With echoes of David Higgins’ landmark $10m switch in 2017 , Freshfields Bruckhaus Deringer has lost two up-and-coming private equity rising stars to US rival Kirkland & Ellis.
Freshfields lifer Vincent Bergin, who was made partner last year, arrives at Kirkland with an impressive back catalogue of clients, including private equity shops EQT ) and CVC Capital Partners. The other hire is Keir MacLennan – promoted in 2019, MacLennan specialises in high-profile and complex mergers and acquisitions, carve-outs, take-privates and exits for both financial sponsors and corporates.

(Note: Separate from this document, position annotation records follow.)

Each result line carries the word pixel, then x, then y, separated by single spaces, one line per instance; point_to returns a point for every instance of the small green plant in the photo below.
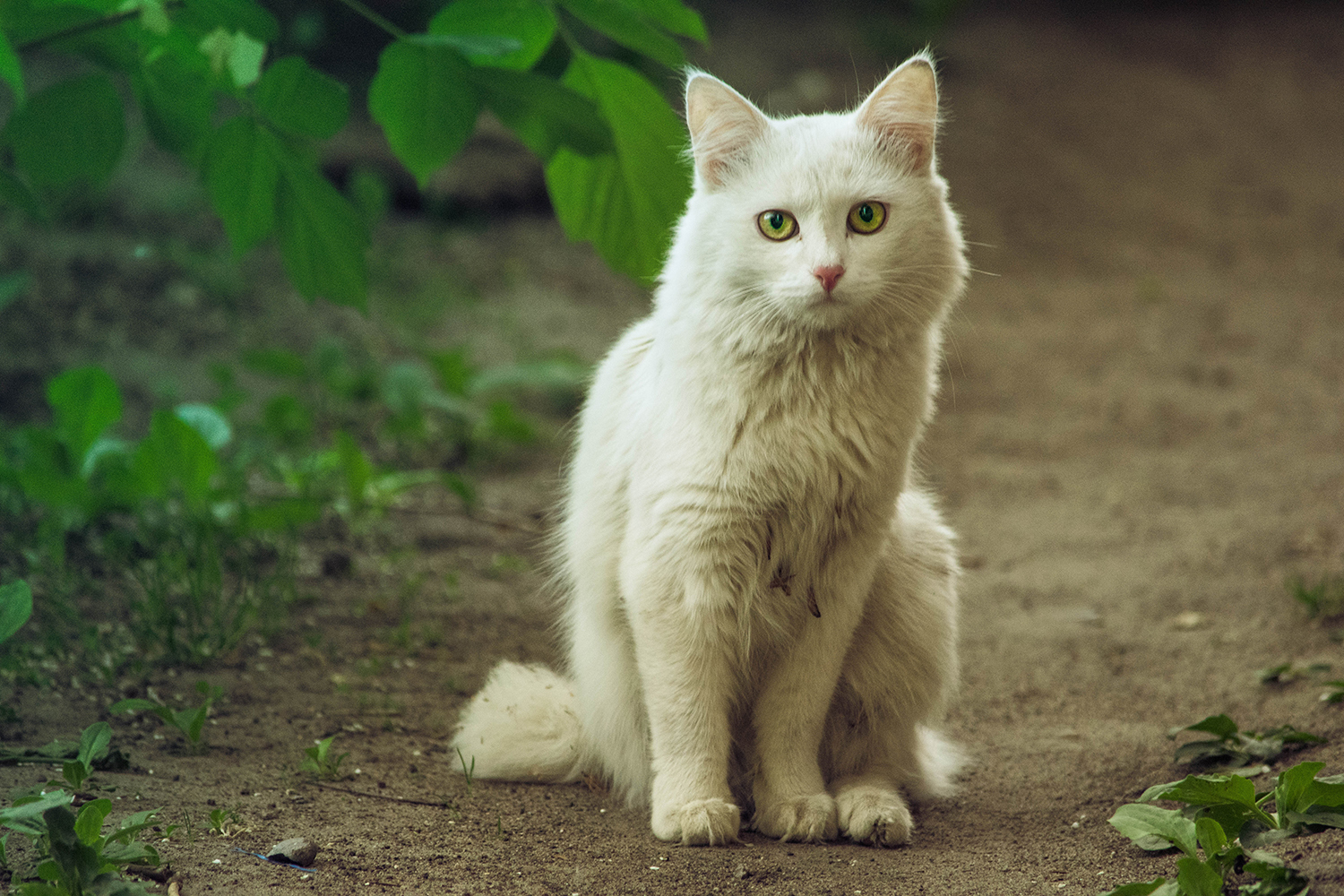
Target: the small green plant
pixel 1324 599
pixel 1225 817
pixel 190 721
pixel 93 747
pixel 74 856
pixel 1233 748
pixel 319 759
pixel 212 90
pixel 225 823
pixel 15 607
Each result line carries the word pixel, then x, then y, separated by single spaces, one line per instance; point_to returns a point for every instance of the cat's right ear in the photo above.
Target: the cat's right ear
pixel 723 125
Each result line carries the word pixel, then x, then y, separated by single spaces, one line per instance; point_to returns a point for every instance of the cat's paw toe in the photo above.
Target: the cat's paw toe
pixel 804 818
pixel 699 823
pixel 874 815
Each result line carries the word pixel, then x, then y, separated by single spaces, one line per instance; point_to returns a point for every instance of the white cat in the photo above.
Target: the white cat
pixel 760 600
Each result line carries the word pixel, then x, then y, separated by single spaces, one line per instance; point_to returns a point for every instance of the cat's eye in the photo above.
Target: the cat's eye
pixel 777 225
pixel 867 218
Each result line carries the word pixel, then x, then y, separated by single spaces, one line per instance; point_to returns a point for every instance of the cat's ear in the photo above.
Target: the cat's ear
pixel 903 112
pixel 723 125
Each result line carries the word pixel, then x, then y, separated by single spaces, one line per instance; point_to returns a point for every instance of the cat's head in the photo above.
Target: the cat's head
pixel 819 222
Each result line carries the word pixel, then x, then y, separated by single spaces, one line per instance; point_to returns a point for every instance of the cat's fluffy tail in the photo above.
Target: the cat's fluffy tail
pixel 521 726
pixel 940 762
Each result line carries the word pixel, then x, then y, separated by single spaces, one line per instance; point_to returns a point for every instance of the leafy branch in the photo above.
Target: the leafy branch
pixel 609 140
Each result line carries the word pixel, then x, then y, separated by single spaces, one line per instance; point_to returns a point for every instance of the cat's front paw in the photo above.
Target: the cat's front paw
pixel 804 818
pixel 701 823
pixel 874 815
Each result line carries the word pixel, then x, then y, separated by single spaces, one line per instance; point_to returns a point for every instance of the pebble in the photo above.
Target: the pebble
pixel 296 850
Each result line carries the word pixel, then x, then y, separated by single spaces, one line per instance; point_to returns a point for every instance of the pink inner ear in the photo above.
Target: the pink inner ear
pixel 903 112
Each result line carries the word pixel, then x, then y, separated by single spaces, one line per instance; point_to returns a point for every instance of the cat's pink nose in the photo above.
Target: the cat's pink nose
pixel 828 274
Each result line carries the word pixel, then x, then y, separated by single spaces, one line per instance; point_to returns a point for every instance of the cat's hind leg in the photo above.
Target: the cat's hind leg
pixel 898 675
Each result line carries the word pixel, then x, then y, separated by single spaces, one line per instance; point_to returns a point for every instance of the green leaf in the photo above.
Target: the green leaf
pixel 237 53
pixel 203 418
pixel 23 815
pixel 175 458
pixel 301 99
pixel 1210 834
pixel 177 102
pixel 628 29
pixel 15 193
pixel 625 203
pixel 426 104
pixel 1198 879
pixel 11 70
pixel 93 743
pixel 1276 879
pixel 529 22
pixel 13 287
pixel 78 864
pixel 1206 790
pixel 470 46
pixel 15 607
pixel 323 239
pixel 191 721
pixel 234 15
pixel 543 113
pixel 89 821
pixel 674 16
pixel 1325 791
pixel 1140 820
pixel 242 177
pixel 1160 887
pixel 357 469
pixel 1293 788
pixel 69 134
pixel 85 402
pixel 1222 726
pixel 1322 817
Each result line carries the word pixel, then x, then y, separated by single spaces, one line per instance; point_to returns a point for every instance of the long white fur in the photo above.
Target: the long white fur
pixel 745 463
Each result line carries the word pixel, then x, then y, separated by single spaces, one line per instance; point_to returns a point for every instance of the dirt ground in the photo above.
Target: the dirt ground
pixel 1140 440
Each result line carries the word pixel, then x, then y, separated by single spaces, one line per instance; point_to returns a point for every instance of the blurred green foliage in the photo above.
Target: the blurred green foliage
pixel 212 90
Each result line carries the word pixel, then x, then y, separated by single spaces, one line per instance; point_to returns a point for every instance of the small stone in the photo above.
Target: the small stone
pixel 296 850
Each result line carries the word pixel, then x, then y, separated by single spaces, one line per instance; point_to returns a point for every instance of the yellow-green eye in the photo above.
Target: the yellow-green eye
pixel 867 218
pixel 777 225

The transfer will do little to disquiet the much-publicised narrative of US firms encroaching on London-bred talent. However a Freshfields statement read: ‘Our business continues to grow at pace and we remain well placed to continue providing our clients with the best service, led by a strong group of private equity partners and a talented pipeline of future partners.’
Typifying a watershed week for private equity recruitment, White & Case made a similarly ambitious set of hires, bringing in two of its former partners back from Dechert in London. Ross Allardice and Mark Evans both return to White & Case after leaving for Dechert in 2016 and 2017 respectively, while senior associate Tony Brown will be promoted to partner via the switch.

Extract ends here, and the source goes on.